Numenta Anomaly Benchmark FAQ

How can I test my own anomaly detection algorithm?

Several options with step-by-step instructions and examples are detailed here in the wiki.

Why do the NAB scores not correlate with precision, recall, and F1 score?

Precision, recall, and their harmonic mean, F1 score, are helpful evaluation functions for most machine learning algorithms. They don't, however, incorporate time in the calculations, and are thus unsuitable for evaluating the ability of an algorithm to perform on real-time, streaming data. A main motivation for the NAB was to design a scoring system which incorporates time and the TP, TN, FN, and FP counts.

See also: Precision and Recall, F1 Score

What's the difference between hand-labeled data and data with known-cause anomalies?

NAB contains real data where the anomalies are known; when these data files are contributed to NAB we are informed of the exact data points that were anomalies. An example is data/realKnownCause/ambient_temperature_system_failure.csv, where the contributor knows the temperature system encountered anomalies at "2013-12-22 20:00:00" and "2014-04-13 09:00:00". The other real data files in NAB are labeled by hand, following a [defined set of procedures and rules](Anomaly Labeling Instructions) such that we accurately label anomalous data.

The TP, TN, FP, and FN have different values between different profiles. Why?

It is okay for the metrics' counts to vary for different application profiles. For a given DUT, the optimization step calculates the best threshold -- i.e. likelihood value above which a data point is anomalous -- for each application profile, where the best threshold is that which maximizes the score. Thus, consider the application profile "Rewards Low FP Rate". The optimal threshold for this profile will likely be higher than that of the other profiles because then the DUT outputs fewer detections, which likely results in fewer FPs.

Do I need to optimize the threshold(s) before scoring a detector under test?

No, but there needs to be a corresponding entry in /config/thresholds.json for the detector, where the values are NULL.

What is this error I keep getting with path and/or file names?

NAB steps will recurse through the data and results directories, so keeping any extra files there will cause errors. And follow the naming conventions explicitly!

I ran the detection step and my results files are different than those checked in.
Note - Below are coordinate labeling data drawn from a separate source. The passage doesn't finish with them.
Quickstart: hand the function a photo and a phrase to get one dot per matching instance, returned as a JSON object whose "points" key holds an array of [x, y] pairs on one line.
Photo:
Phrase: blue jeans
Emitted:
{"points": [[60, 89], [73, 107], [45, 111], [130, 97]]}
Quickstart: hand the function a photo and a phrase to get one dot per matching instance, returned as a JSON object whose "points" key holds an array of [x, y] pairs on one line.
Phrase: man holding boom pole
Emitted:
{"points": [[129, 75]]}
Did I do something wrong?

Try running the scoring and normalization steps, which write additional columns to these files with the scores for each record. This is likely the difference.
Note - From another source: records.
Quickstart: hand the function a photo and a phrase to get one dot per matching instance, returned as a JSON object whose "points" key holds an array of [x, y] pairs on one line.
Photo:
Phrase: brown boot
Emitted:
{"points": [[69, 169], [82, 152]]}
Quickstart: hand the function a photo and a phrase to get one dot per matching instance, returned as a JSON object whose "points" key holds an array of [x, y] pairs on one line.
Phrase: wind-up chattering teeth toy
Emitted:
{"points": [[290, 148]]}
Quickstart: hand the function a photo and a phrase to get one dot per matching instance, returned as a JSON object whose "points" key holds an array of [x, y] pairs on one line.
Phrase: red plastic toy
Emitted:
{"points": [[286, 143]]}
Are you accepting pull requests?

Yes, but nothing that changes the resulting NAB scores. We want v1.0 to be static; a changing benchmark isn't very valuable because scores aren't comparable. However, in preparation for v2.0, we are accepting data and algorithms for future inclusion in NAB.

If you add data to NAB, won't the scores change?

Yes, which is why we only add data (or make code changes affecting the scores) with new NAB versions. This way scores of a common NAB version are comparable. There is no time table yet for when we anticipate v2.0.

How do you prevent overfitting? Can't I specifically tune my algorithm to perform well on NAB?

We combat overfitting by including diverse data and anomalies in the dataset. And because the NAB dataset is designed to evaluate generalized anomaly detectors, it would be difficult to tune parameters specifically to the dataset. Yet this is one reason why we would love more data from the community!

What types of data are included in NAB?

Take a look at the README in the data directory.